I feed mine bologna.
 
Been reading all the follow-up comments.

Of course, everyone should shop within their budget and shouldn't feel like they have to cook a Creekstone or SRF brisket just because other people do. Having said that, Aaron Franklin WOULD NOT AGREE with the statement that he can turn a Costco or Sam's brisket into an amazing product. For him, the way the animal was raised and treated all the way through slaughter is important, even if you can't taste it...and he might even insist that you can taste it.

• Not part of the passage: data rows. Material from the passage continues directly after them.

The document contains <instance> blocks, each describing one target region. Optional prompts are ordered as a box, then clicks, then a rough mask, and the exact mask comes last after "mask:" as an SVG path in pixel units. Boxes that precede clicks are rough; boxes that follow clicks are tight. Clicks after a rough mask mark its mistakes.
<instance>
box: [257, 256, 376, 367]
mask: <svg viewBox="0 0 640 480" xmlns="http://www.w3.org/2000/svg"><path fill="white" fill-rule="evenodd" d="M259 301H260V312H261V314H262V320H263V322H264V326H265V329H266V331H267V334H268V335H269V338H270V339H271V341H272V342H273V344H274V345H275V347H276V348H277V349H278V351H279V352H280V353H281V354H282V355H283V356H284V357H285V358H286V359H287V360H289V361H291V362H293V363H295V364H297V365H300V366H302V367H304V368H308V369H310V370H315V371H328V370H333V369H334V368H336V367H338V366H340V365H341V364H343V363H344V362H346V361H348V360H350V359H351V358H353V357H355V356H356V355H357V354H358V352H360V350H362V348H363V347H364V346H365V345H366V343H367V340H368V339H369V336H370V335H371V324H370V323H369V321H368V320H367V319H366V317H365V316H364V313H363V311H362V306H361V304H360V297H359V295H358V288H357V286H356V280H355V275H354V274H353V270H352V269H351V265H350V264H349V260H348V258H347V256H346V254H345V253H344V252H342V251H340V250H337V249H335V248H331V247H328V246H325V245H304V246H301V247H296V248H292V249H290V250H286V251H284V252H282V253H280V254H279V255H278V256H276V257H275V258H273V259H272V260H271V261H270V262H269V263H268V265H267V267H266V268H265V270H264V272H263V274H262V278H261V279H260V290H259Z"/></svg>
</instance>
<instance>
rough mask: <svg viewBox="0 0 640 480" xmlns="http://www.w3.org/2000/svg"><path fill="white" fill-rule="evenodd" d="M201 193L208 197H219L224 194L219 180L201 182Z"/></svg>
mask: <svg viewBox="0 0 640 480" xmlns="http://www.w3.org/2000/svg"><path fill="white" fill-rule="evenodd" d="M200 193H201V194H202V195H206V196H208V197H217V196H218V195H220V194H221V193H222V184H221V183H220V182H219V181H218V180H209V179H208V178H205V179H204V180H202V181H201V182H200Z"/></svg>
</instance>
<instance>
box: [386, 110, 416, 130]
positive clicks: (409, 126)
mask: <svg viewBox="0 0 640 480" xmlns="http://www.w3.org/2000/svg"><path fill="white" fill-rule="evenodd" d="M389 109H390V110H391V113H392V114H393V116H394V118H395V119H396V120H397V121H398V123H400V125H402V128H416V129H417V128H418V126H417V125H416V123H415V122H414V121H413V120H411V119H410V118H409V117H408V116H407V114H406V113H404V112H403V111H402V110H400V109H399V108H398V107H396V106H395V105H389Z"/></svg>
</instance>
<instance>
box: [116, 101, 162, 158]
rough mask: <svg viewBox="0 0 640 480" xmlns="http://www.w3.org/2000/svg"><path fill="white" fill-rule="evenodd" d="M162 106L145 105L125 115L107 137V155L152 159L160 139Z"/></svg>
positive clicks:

Also, it's true that using the best meat does not guarantee the best results, that pitmaster experience is really important...however, when it comes to competition barbecue, sometimes switching to very high quality brisket like SRF is the last piece of the puzzle that brings in the winning calls, checks, and trophies.
 
Thanks Chris, you make a very good point about the “conscious, humane” raising of the cattle. I have a friend who has worked as a working cowboy for a number of years and some of the treatment of stock is rather harsh.
We, as end users, often are very insulated from the reality of a killing floor, and the resultant butchering of stock. The best still isn’t pretty but, when that can be avoided it’s better all the way around, the meat is better, our minds can rest easier. I’d love to be able to follow from the sweetgrass to the packing house but, I can’t afford it. I do the best with what I can afford, the roots of this style of cookery is still taking the “less desireable” cuts and making something fabulous out of it.
When I’m in a position to have an animal raised and brought through a good life to end up in my freezer, I surely will.
 
Not really. When determining quality grades (prime, choice select) intramuscular fat is a main factor in determining. There are a few others such as maturity and meat color. But for the most part the amount of intramuscular is the main deciding factor. The other part to this is there are plus and minus grades for each grade. Since quality grading is strictly done by observation there is room for error since nothing is measured. The difference between choice plus and prime minus would be really hard to tell just by looking at intramuscular fat.

Overall fat content or cover fat (the amount you trim) is not part of the quality grade. This is a part of the yield grade. Cover fat like intramuscular fat is not the only factor in the yield grade but the characteristic that is weighted the most. Rarely when you buy meat at a retail store will you ever see the yield grade. Restaurants however will order based on both quality and yield grade. Quality grade that customers will recognize but a yield grade of 2 maybe 3 so they are not trimming a bunch of fat which is a loss. If you are trimming a lot of fat likely you have a yield grade 4.

Enough about meat grading and back to the basic question. For me the best brisket to buy, albeit spendy, is from Snake River Farms. These cattle are part of a strict certification program with a cross breeding program using Wagu bulls. Makes for an exceptional product with extraordinary intramuscular fat and tenderness. If you want to impress your future in laws I’d buy a Snake River Farms brisket ;)
That's interesting--the butcher at my local Costco told me that they do consider the overall fat content in their labels. Perhaps that's why we sometimes still notice differences in intramuscular fat among all these "prime" cuts. I would definitely agree that some looked more like "primus minuses" with a big fat cap than true primes.

In any case, I wonder if anyone has ever done a true taste test among similar brisket cuts from Costco vs. SRF. Now that would be worth watching on Youtube!
 
Prime beef grades are determined by marbling within the lean, and maturity of the animal.
External fat has nothing to do with the grading.
 
Well, the other thing is Costco is not allowed to grade the product, that is under the flag of the USDA, so, the guy at Costco was telling stories out of school.